A while ago I decided it would be a good idea to listen to How I Built This in the gym.

I spent a lot of time in the gym, and I listened to a lot of episodes.

If you’re not familiar with the concept: How I Built This is a public radio show in which the host, Guy Raz, interviews a founder about their company for about 45 minutes. At the end of each episode, there’s a cute little story called “How You Built That” featuring an obscure small business started by a listener.

Anyway, if you deadlift a lot, you will listen to enough of these stories in a short span of time, and you see trends. So here’s what I learned: that almost everything I knew about starting a business was wrong.

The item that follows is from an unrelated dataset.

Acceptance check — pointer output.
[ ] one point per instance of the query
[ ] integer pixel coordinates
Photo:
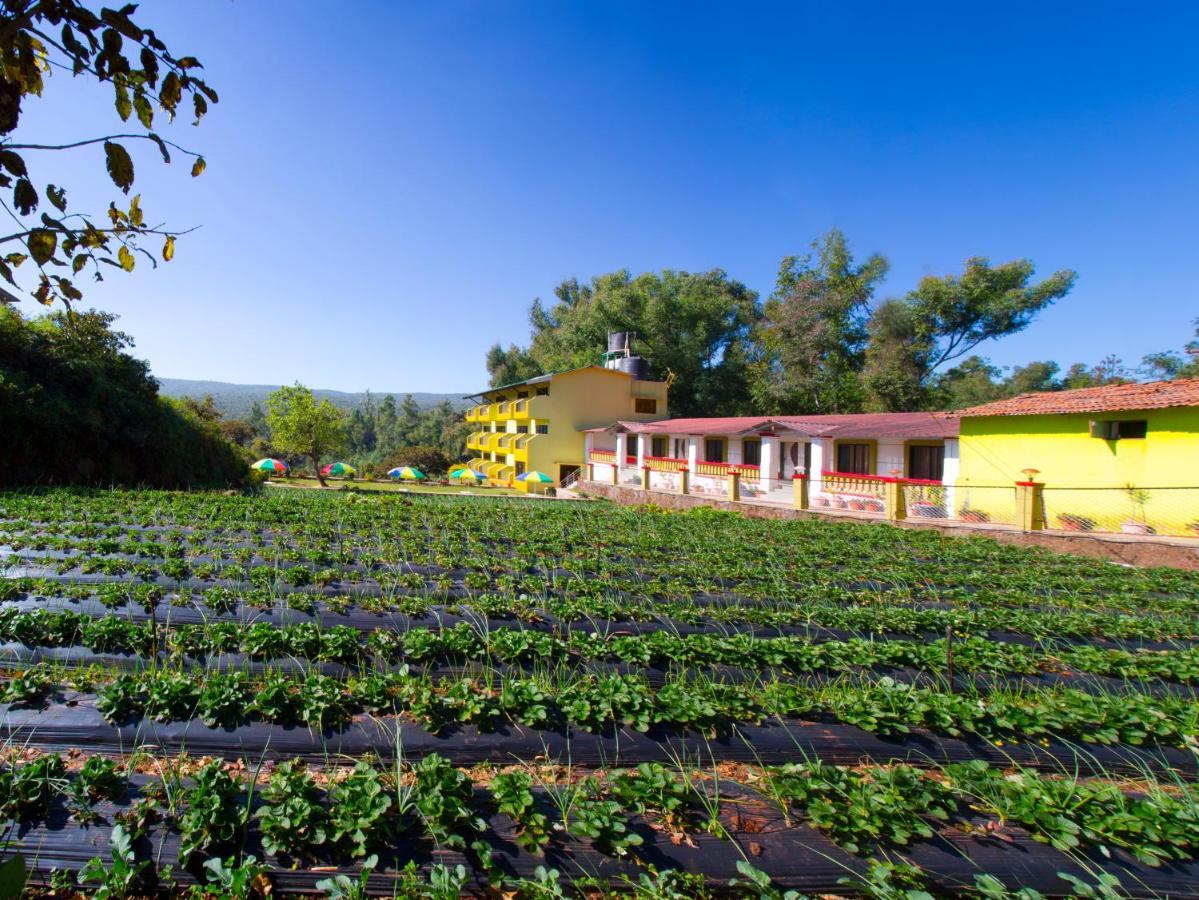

Disclaimer: Why everything in this article might be BS

First, the businesses profiled on How I Built This are not a representative sample of businesses. The show goes out of its way to pick subjects that its listeners will have heard of: almost every single business profiled was a business-to-consumer company whose products are widely available in the US.

Second, the stories are told entirely by interviews with the founder. This is not an unbiased source of information, especially as the questions tend to be gentle softballs rather than hard-edged probing.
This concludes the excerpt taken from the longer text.